More Tales from UpCreek — Property Values
I was chatting it up with some of my UpCreek neighbors the other day and we got to arguing whether living Up River was the same as Up Scale. Bayou Bill was making the point that any riverfront property was upscale, no two ways about it. Course, Bayou was undercutting his argument by standing on what was left of his dryrotted, slicker-as-snot porch in front of his 1973 single wide with the lower one third vinyl green with mold or algae or moss or all three. “Up scale,” Little Jimmy was saying, making his point with his second Milwaukee’s Best can, “might not be a description the realtors would come up with on the sales brochure.”

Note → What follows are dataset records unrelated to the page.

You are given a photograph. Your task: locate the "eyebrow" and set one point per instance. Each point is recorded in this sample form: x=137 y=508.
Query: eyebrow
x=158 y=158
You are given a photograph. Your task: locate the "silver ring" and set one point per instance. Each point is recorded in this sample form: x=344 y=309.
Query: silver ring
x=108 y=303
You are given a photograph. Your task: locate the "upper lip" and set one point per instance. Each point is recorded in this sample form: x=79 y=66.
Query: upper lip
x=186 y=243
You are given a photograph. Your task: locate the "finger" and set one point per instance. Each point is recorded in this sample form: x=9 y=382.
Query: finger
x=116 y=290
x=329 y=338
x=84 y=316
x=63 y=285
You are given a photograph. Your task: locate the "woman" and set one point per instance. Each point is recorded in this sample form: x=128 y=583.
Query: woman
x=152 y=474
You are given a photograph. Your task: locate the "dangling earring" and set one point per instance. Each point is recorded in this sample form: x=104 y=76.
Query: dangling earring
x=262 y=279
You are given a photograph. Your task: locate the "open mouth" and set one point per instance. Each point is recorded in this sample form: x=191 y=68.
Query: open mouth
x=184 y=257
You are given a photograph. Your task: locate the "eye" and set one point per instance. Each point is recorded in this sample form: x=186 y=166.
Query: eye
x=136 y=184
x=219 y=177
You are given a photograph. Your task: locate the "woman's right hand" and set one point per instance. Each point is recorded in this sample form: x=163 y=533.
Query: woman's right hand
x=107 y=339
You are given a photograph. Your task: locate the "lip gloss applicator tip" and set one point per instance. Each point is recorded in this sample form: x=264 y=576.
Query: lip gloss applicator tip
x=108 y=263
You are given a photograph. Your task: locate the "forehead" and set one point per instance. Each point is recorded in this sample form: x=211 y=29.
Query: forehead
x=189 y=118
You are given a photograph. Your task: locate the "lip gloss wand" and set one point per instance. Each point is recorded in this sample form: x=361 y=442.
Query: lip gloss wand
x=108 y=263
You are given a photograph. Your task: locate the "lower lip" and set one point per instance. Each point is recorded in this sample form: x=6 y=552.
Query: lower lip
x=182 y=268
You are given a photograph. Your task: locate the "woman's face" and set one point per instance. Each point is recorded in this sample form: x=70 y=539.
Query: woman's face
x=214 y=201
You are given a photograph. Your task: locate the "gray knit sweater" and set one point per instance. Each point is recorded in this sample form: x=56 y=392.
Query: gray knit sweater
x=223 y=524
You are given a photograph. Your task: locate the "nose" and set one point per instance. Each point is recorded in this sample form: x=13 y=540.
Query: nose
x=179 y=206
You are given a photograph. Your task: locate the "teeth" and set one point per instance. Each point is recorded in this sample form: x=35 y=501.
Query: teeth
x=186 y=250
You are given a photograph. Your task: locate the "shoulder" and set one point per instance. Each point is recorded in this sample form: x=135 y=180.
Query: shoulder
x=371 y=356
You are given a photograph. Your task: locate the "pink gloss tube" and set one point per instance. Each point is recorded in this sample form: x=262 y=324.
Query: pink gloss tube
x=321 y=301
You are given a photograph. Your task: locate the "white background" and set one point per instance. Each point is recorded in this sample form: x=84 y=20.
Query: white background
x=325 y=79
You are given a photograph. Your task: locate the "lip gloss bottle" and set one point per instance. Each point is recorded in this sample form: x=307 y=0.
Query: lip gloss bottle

Bayou crumpled his own can and snorted, “What are you talking about, Jimbo? I wouldn’t sell this riverfront paradise for any price under a million.” The boyz talk like this, sort of like their Lottery Dreams, something to fill the conversation between ball games and Wheel of Fortune. Harmless enough, I guess, but not exactly uplifting or educational. Maybe we all live in our fantasy worlds … and that’s okay with me so long as they’re upbeat even if it isn’t a synonym for upscale. Us river folk — at least us up river folk — can use all the optimism we can muster. It’s dark back here, it rains an extra inch every inland mile and there’s no jobs left anywhere near for us moss-backed old timers. If the Oso slide had closed us off from downriver civilization during winter, our suicide and alcohol rates would have been alarming. As it was, illegal fishing and some minor deer poaching kept us occupied while the State was preoccupied with re-opening the highway.
Course now that the road to Arlington and Gomorrah is passable once more, Bayou figures his real estate values are soaring to stratospheric heights. Life is good, the river isn’t flooding and the boyz are getting richer drinking cheap canned beer. It’s a fool’s paradise all right. That, or a drunkard’s dream.